Nechisar is made up of jungle, river crossings, beautiful lake views and plains. We entered and could see it had been raining. On entering which was around 16h00, we headed to the nearest camp which was obstructed by a falling tree (they failed to inform us) and we ended up turning back after running into a stretch of deep river crossing as it was too late in the day to attempt. We ended up staying in the staff compound the night and it rained heavily.
The following morning we crossed the river, which was high, and at one point we could see that the river had broken its banks though had subsided enough for us to cross the only bridge into the park.
We camped for two days next to the Abaya Lake filled with hippos and crocs and on the second night it rained very heavily.
We decided to wait until 14h00 the next day to allow the water level to drop and on arrival to the bridge we were obstructed by a river that has burst it’s banks and completely flooded the bridge. I decided to recce the bridge and walked up to the bridge with a water level well above my knees; I was petrified of potential crocs and as I walked onto the bridge my one leg dropped downwards as if there was no bridge beneath me, I lucky managed to grab hold of the railings before being swept down.
So we were forced to camp on the road and wait for the water to recede. We also alerted the local Parks board of the bridge and our situation and were told there was nothing they could do and that it was the only way in and out the reserve. In hindsight, we should have made a point to look for alternate routes in case of heavy rains. We also had all our cloths drenched in out so called water tight front runner wolf packs!
The following morning was scary as the bridge was damaged. And the 1metre heavy flat metal slats had been washed out of position leaving a drop into the river below through the bridge struts and a danger for car wheels to drop through. The bridge was filled with wood debris.
To make maters worse is that after moving some of the wood to the side, the other side of the road was covered with a thick mud silt from where the river burst it’s banks, which was around 300mm deep to the thicker base.
We managed to pile a whole bunch of thick logs across the bridge struts to compensate for the missing plate and were hopeful that that the logs would take the cars weight.

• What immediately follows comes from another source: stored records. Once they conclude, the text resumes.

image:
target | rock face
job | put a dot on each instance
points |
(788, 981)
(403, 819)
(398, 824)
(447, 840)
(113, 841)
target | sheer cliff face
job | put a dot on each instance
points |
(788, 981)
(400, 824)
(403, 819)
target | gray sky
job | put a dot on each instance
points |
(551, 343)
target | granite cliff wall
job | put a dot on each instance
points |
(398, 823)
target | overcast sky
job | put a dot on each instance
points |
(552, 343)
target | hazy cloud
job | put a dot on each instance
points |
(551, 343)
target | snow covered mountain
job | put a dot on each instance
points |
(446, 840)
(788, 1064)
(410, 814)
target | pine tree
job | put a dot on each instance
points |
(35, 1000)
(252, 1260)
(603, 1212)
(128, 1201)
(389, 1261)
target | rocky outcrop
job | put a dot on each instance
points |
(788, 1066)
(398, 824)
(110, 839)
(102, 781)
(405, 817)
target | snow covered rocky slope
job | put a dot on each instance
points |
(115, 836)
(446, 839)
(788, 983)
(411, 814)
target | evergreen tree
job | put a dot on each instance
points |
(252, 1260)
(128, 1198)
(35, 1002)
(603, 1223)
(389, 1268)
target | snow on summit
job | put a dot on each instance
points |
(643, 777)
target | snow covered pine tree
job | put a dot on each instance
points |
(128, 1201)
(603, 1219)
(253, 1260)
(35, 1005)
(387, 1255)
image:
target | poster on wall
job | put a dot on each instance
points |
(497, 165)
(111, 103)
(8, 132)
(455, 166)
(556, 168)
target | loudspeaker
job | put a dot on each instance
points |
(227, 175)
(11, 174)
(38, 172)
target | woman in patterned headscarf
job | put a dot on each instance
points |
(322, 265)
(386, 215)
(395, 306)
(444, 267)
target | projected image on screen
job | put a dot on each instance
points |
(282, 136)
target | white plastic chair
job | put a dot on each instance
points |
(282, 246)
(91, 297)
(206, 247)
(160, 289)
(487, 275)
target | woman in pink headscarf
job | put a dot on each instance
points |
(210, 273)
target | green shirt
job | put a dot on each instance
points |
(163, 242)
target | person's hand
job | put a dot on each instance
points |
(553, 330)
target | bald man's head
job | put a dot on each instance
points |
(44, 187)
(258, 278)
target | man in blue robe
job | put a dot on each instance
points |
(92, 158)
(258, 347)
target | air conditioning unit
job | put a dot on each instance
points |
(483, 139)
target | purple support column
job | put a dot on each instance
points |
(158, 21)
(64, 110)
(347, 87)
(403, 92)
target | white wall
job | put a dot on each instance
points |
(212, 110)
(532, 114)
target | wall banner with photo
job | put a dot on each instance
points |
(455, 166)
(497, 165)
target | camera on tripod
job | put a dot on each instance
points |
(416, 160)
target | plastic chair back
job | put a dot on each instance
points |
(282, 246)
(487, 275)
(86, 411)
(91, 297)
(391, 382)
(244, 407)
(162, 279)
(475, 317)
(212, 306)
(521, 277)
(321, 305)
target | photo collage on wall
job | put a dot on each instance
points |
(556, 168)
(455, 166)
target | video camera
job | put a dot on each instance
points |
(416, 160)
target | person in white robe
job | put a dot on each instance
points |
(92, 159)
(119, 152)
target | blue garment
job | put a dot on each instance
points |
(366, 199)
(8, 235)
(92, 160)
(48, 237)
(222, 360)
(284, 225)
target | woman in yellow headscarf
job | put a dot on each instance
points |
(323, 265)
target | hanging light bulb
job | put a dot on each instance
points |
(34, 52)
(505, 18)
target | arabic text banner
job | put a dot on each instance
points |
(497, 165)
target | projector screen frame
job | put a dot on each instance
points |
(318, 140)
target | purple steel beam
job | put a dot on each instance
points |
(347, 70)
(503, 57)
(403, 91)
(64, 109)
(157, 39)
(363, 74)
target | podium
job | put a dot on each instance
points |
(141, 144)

Just then a vehicle could be heard driving towards us through the mud slick revving extremely high to maintain momentum and bogging down. That’s were I learnt that it’s the high revolutions that flick’s the mud out the groves. The parks board got stuck just on the other side of the bridge, but managed to get back onto the bridge for some rest bite.
All three of our vehicles used our tempory repair and drove out of the park with Nicky and I witnessing a leopard crossing on the way out which was simply spectacular!
What a relief, if the bridge was badly damaged, we could have been stuck for weeks.